Bagian ini berfungsi untuk sebagian menjawab pertanyaan asli dan beberapa pertanyaan yang diajukan dalam komentar untuk jawaban @ JonEgil.

Pengembalian keuangan (logaritmik) * kira - kira (Meskipun sering ada beberapa heteroskedastisitas bersyarat) - sementara harga kira - kira berjalan acak. Dengan asumsi i . i . d . pengamatan, analisis komponen utama akan langsung menggeneralisasi dari sampel ke populasi (yaitu komponen utama sampel akan memperkirakan komponen utama populasi), tetapi ini mungkin tidak berlaku di bawah non- i . i . d . pengamatan - lihat utas inisaya.saya.d.saya.saya.d.saya.saya.d.. Inilah sebabnya mengapa masuk akal untuk menjalankan PCA pada pengembalian (logaritmik) daripada harga.

Ruey S. Tsay berpendapat untuk menjalankan PCA pada residu dari model ekonometrik seri waktu keuangan, karena residu biasanya diasumsikan Saya pikir ide ini mungkin dimasukkan beberapa tempat dalam bukunya "Analisis Seri Waktu Multivarian dengan Aplikasi R dan Keuangan" (dia menjelaskan ide itu kepada saya secara pribadi, jadi saya tidak yakin di mana itu ditulis).saya.saya.d.

* Logaritma pengembalian harga didefinisikan sebagai r : = log ( P t ) - log ( P t - 1 ) = log P tPtr: =catatan(Pt)-catatan(Pt-1)=catatanPtPt-1r: =Pt-Pt-1Pt-1hh

Richard Hardy
sumber
1
f(tsaya)catatanf(tsaya+1)f(tsaya)
1
@amoeba, saya menambahkan penjelasan cepat dan harus pergi sekarang.

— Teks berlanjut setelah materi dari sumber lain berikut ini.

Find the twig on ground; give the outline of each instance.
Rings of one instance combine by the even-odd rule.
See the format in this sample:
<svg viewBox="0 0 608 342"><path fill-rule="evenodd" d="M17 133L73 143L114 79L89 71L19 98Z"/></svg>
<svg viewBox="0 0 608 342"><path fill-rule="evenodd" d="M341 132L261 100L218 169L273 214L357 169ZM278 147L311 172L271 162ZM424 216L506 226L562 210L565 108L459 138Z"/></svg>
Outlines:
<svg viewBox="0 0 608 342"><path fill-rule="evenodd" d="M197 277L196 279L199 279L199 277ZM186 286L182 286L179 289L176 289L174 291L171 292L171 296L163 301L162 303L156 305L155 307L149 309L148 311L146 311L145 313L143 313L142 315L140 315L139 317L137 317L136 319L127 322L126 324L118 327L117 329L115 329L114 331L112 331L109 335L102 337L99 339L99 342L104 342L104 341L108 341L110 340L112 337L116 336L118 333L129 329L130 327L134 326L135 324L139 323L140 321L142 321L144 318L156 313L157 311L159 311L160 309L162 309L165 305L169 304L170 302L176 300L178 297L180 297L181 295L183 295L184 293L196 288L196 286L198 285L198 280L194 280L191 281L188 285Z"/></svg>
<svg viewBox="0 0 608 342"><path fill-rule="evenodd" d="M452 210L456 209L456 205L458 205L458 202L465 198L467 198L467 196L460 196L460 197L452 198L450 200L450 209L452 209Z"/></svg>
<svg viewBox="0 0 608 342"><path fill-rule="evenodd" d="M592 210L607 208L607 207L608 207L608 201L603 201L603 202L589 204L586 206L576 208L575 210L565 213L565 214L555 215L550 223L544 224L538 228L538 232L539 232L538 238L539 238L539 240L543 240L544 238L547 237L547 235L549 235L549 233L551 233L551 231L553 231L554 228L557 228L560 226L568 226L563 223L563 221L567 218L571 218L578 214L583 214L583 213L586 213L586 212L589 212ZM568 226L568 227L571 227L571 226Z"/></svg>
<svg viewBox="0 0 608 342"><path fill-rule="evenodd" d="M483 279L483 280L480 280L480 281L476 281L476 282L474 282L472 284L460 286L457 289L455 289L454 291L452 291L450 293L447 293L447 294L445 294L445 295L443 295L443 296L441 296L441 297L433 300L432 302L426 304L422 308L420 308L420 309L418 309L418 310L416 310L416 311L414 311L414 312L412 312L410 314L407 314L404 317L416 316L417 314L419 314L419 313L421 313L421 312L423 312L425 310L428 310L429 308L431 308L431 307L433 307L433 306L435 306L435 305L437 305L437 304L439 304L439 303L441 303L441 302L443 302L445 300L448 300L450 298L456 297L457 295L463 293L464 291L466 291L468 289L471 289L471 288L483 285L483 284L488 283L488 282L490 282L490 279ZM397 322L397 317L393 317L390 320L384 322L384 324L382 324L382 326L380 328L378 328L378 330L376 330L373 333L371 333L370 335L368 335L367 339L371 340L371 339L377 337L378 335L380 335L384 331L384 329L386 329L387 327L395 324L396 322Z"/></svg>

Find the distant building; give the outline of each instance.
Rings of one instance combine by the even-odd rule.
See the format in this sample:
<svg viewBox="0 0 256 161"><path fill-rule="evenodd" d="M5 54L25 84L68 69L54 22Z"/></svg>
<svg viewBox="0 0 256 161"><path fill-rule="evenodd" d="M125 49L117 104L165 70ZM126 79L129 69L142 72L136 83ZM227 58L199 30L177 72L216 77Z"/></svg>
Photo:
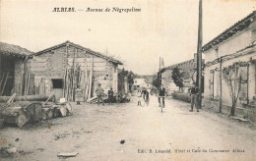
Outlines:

Saya harap saya tidak membuat banyak kesalahan di sana. Saya akan kembali besok jika ada masalah lebih lanjut.
Richard Hardy
1
Terima kasih. Saya melihat sekarang bahwa pengembalian (pengembalian logaritmik) pada dasarnya adalah turunan (perbedaan pertama) dari logaritma harga. Jadi jika klaimnya adalah bahwa pengembalian adalah iid dan harga log adalah jalan acak, maka masuk akal. Namun, saya masih terkejut dengan contoh Dow Jones dan akan menghargai klarifikasi lebih lanjut.
amoeba
6

Saya menjalankan jenis analisis ini secara profesional dan dapat memastikan bahwa mereka memang bermanfaat. Tetapi pastikan Anda menganalisis pengembalian bukan harga. Ini juga disorot oleh kritik di Slender Means:

To perform PCA, your data have to have a meaningful covariance matrix 
(or correlation matrix, but the conditions are equivalent). They analyze 
stock prices, which are non-stationary time series variables.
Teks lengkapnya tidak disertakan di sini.